A damning new report released today has cast a long shadow over the environmental promises of the world’s largest technology companies, revealing that a staggering majority of claims regarding Artificial Intelligence's (AI) climate benefits are unsubstantiated. The study, commissioned by a coalition of nonprofits including Beyond Fossil Fuels and Climate Action Against Disinformation, accuses Big Tech of "greenwashing" by conflating the proven efficiency of traditional machine learning with the energy-intensive reality of modern Generative AI.
Released to coincide with the AI Impact Summit in New Delhi, the analysis scrutinizes 154 specific climate statements made by industry titans. The findings are stark: 74% of AI climate benefit claims lack peer-reviewed evidence, and over a third (36%) offer no evidence whatsoever to back up their emission reduction promises.
The core of the report's critique lies in a strategy described by energy analyst and report author Ketan Joshi as a "diversionary tactic." The study finds that tech giants frequently cite the environmental benefits of "traditional AI"—such as machine learning algorithms used to optimize wind turbine efficiency or manage power grids—to justify the massive expansion of "Generative AI" (GenAI).
Generative AI, which powers tools like Google's Gemini and Microsoft's Copilot, requires significantly more computational power and energy than the predictive models of the past. By grouping these distinct technologies under the broad umbrella of "AI," companies are effectively using the green credentials of older, efficient tech to mask the carbon footprint of their new, power-hungry products.
"Big tech took the approach of fossil fuel companies—advertising modest investments in green tech while their core business drives emissions—and upgraded it for the digital age," Joshi stated. "These technologies only avoid a minuscule fraction of emissions relative to the massive emissions of their core business."
The report provides a granular breakdown of how Big Tech's claims stand up to scrutiny. The data suggests a systemic lack of transparency and rigor in how environmental impacts are reported.
Table 1: Analysis of Big Tech AI Climate Claims
| Metric | Statistic | Implication |
|---|---|---|
| Unverified Claims | 74% | Nearly three-quarters of all climate benefit claims are not supported by peer-reviewed science. |
| Zero Evidence | 36% | Over one-third of claims are presented without any supporting data or citation. |
| Misleading Citations | Frequent | Companies often cite internal blogs or consulting reports rather than independent scientific studies. |
The study highlights a particularly pervasive claim: that AI could mitigate 5-10% of global greenhouse gas emissions by 2030. Tracing the origin of this statistic, researchers found it stemmed not from a scientific paper, but from a 2021 blog post by the consulting firm BCG, which cited "experience with clients" rather than empirical data. Despite this weak foundation, the figure has been repeated by major tech firms as recently as April 2025.
The report has drawn sharp reactions from experts across the field. Sasha Luccioni, AI and climate lead at Hugging Face, emphasized that the report adds necessary nuance to the conversation.
"When we talk about AI that's relatively bad for the planet, it's mostly generative AI and large language models," Luccioni noted. She argues that the industry has misleadingly presented climate solutions and carbon pollution as a package deal, "muddling" very different types of AI applications to confuse regulators and the public.

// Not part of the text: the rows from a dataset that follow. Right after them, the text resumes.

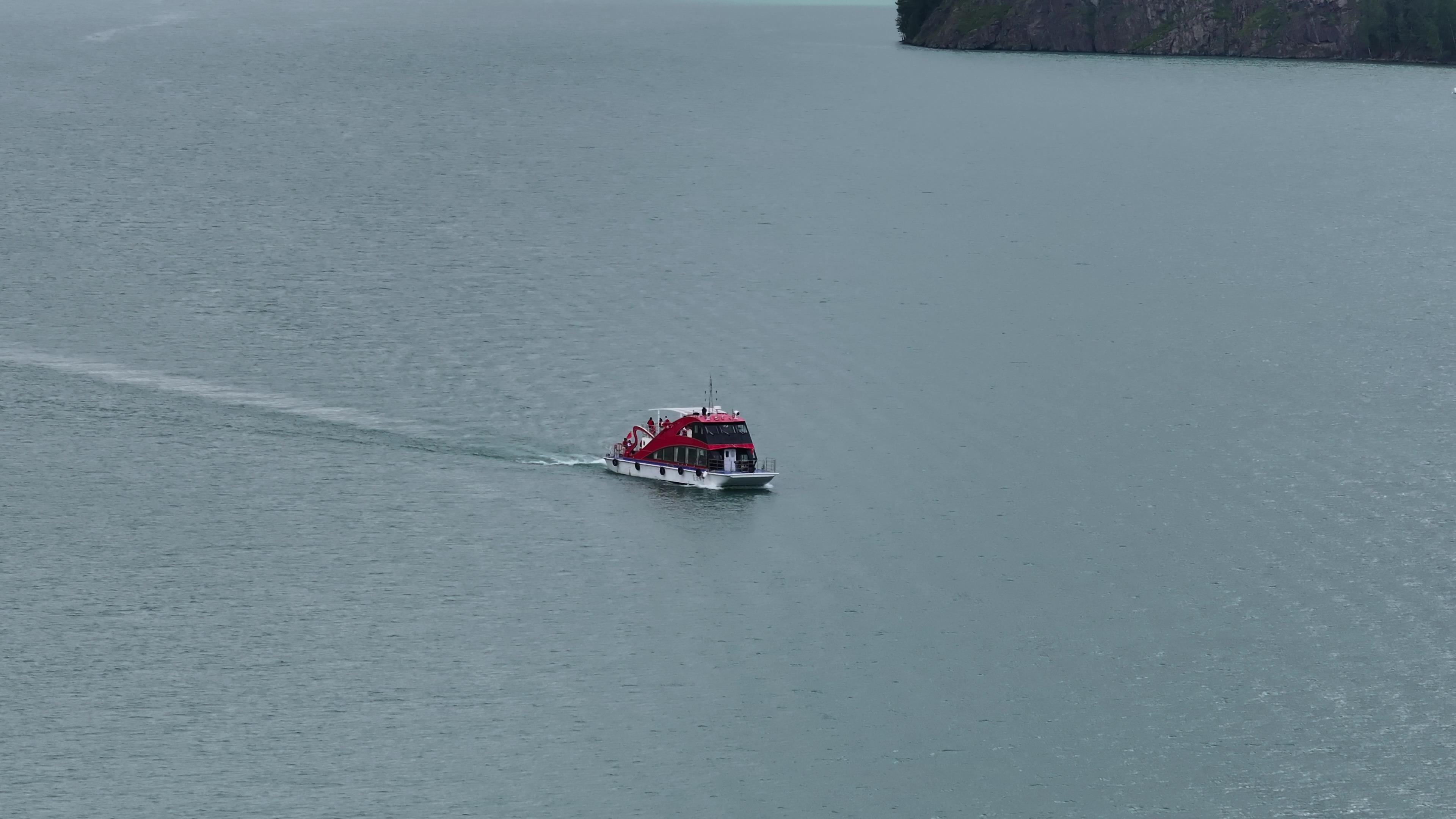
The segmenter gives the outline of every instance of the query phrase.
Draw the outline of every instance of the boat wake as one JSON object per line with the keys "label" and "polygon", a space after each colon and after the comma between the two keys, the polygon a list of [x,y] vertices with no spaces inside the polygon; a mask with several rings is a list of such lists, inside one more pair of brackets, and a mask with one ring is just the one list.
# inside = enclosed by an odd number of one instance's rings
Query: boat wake
{"label": "boat wake", "polygon": [[[41,367],[57,373],[89,377],[106,383],[127,385],[156,392],[186,395],[214,404],[261,410],[271,414],[316,421],[332,428],[329,437],[355,443],[386,443],[408,449],[473,455],[542,466],[579,466],[601,463],[601,458],[578,453],[542,452],[529,444],[489,444],[451,440],[451,436],[430,428],[428,424],[392,418],[351,407],[333,407],[275,392],[256,392],[218,385],[189,376],[173,376],[157,370],[125,367],[109,361],[38,353],[20,347],[0,345],[0,364]],[[352,433],[341,436],[341,431]]]}
{"label": "boat wake", "polygon": [[173,25],[173,23],[179,23],[179,22],[182,22],[185,19],[188,19],[186,15],[159,15],[156,17],[151,17],[151,20],[146,22],[146,23],[134,23],[134,25],[130,25],[130,26],[121,26],[121,28],[115,28],[115,29],[99,31],[99,32],[86,35],[83,39],[86,39],[87,42],[106,42],[108,39],[116,36],[118,34],[128,34],[128,32],[141,31],[141,29],[150,29],[150,28],[157,28],[157,26],[169,26],[169,25]]}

The timing of the report is critical. With data centers currently consuming approximately 1% of the world's electricity, that figure is projected to skyrocket. BloombergNEF estimates that data centers could consume 8.6% of US electricity by 2035, a demand surge driven largely by the proliferation of Generative AI.

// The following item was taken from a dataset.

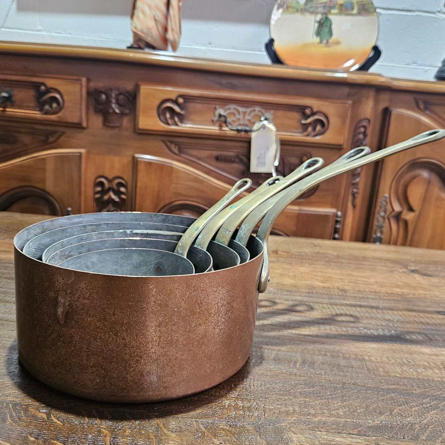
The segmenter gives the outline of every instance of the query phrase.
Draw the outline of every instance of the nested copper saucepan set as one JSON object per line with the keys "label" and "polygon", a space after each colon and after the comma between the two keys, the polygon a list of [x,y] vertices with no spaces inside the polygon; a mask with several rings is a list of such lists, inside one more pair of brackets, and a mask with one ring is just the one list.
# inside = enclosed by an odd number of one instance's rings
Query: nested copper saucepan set
{"label": "nested copper saucepan set", "polygon": [[[73,215],[14,239],[20,360],[44,382],[96,400],[165,400],[213,386],[249,356],[276,218],[324,181],[441,139],[434,130],[321,168],[313,158],[234,202],[237,182],[197,219]],[[252,231],[262,221],[256,236]]]}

The report likens Big Tech's communication strategy to that of the oil and gas industry. Just as fossil fuel companies highlight their small renewable energy portfolios while expanding oil production, tech companies are highlighting the marginal climate gains of specific AI applications while their overall carbon footprint expands due to data center growth.

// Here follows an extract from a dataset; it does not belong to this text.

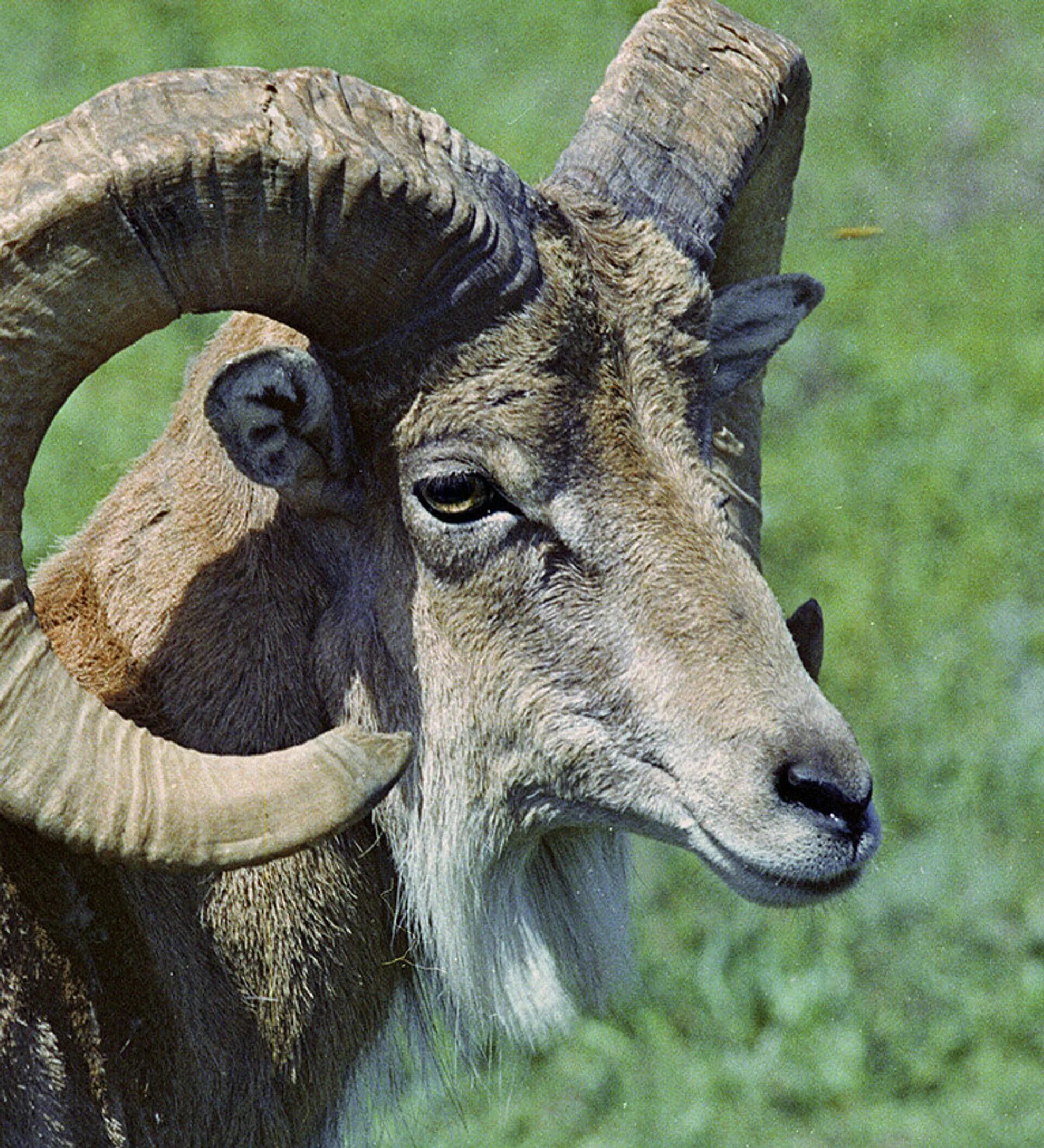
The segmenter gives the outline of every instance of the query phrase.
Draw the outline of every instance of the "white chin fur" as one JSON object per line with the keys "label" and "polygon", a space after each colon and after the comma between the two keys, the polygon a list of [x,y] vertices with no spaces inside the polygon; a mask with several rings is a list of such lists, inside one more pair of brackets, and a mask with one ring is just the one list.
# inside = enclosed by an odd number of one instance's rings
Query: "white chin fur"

As the AI arms race accelerates, the gap between corporate rhetoric and environmental reality appears to be widening. This report serves as a wake-up call for investors, regulators, and consumers to demand more than just vague promises.
For the AI industry to genuinely contribute to climate solutions, it must first acknowledge the distinct environmental costs of its different technologies. Without rigorous, peer-reviewed evidence and a clear separation between the efficiency of machine learning and the excess of Generative AI, Big Tech's green claims risk becoming nothing more than digital smoke and mirrors.